Avez vous rencontré des difficultés en ressources humaines ?

Non. Nous avons toujours pu gérer l’organisation. La prise en charge des décès a été violente pour les salariés. Ne pas pouvoir accompagner les résidents, les familles. Le groupe a mis à disposition des soutiens pour les équipes mais peu s’en sont saisis. Des psychologues et des responsables d’équipe sont restés à l’écoute.

 

Avez vous eu des besoins en soins palliatifs ?

Nous n’avons pas eu de problème particulier. Nous avons géré avec l’HAD Centre 77. Nous ne connaissions pas l’astreinte de soins palliatifs. Nous avons eu recours, en revanche, à l’astreinte de la filière gériatrique.

 

Cette crise vous a fait elle fait changer votre organisation ?

Les moments conviviaux avec les salariés sont plus fréquents. J’essaie d’être plus présent, plus souvent hors de mon bureau. Nous communiquons plus avec les salariés, les familles. Tous ont eu un sentiment de culpabilité sur l’entrée du Covid dans l’établissement.

Nous avons toujours eu l’autonomie nécessaire pour fonctionner, vis à vis des tutelles ou du groupe LNA SANTÉ mais un soutien permanent organisé en cas de besoin. Le conseil de vie de famille a été organisé en visioconférence pour ne pas perdre le lien. Les deux psychologues de l’établissement sont restés disponibles et à l’écoute.

 

Des enseignements à tirer ?

La crise a jeté un coup de projecteur sur les EHPAD. Le bashing est assez injuste. La grande majorité des établissements fait bien son travail.

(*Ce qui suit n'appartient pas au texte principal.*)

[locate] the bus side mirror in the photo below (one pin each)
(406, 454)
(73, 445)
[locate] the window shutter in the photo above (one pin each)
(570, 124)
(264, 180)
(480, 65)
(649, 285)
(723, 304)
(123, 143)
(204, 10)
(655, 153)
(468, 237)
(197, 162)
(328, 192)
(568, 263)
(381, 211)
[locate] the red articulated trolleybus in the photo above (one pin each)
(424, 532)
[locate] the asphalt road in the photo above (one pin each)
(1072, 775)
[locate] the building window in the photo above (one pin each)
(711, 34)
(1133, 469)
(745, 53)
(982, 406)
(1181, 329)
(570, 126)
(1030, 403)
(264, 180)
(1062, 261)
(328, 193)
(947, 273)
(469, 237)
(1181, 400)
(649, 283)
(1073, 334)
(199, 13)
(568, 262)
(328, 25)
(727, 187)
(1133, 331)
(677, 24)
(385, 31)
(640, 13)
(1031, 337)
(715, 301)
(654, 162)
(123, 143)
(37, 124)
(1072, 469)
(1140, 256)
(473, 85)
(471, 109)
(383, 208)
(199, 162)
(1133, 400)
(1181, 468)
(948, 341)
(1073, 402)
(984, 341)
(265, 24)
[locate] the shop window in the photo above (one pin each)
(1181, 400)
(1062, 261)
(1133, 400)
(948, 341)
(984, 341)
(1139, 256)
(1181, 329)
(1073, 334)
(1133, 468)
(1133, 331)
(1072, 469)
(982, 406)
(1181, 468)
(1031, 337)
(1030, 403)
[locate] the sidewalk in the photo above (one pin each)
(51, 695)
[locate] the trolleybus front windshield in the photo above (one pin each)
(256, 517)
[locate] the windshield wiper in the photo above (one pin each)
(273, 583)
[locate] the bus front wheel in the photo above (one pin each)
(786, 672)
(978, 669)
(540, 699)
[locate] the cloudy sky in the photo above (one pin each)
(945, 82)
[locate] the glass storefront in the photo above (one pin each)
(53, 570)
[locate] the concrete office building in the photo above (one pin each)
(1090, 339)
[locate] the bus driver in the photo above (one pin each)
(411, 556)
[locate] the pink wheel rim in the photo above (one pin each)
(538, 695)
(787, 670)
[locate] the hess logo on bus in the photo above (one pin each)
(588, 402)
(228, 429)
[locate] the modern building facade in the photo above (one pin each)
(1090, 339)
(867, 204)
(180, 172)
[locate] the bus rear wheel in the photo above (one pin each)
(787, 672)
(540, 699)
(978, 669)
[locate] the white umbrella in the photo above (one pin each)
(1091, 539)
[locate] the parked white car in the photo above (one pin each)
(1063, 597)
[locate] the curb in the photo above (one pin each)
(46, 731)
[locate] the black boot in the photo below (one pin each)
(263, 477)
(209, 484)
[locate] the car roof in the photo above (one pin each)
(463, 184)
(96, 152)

Dans les unités protégées, le confinement a été bénéfique pour les résidents : moins d’agitation, moins de dénutrition. Nous avons une meilleure connaissance des résidents.

Nous avons besoin de créer du lien avec la filière gériatrique, pour éviter aussi le passage par les urgences. En semaine c’est plus facile. Peut être aussi reprendre le projet de télémédecine. Nous attendons beaucoup de la filière gériatrique.

 

Quelles relations avec le DAC ? Qu’en attendez vous ?

Nous avons toujours participé aux groupes de travail avec le réseau GOSPEL et la MAIA.

Nous attendons du DAC des rencontres régulières, sur des thématiques définies ou non. Nous sommes assez isolés probablement en rapport avec la situation sanitaire inédite traversée. Le DAC peut nous aider à connaître les ressources à solliciter.

Nous avons besoin des médecins de ville mais nous n’arrivons pas toujours à les informer sur ce que font les EHPAD, les relations ne sont pas toujours simples, sereines et fluides.

Nous participerions volontiers à des formations organisées par le DAC, comme pour la prise en charge en soins palliatifs.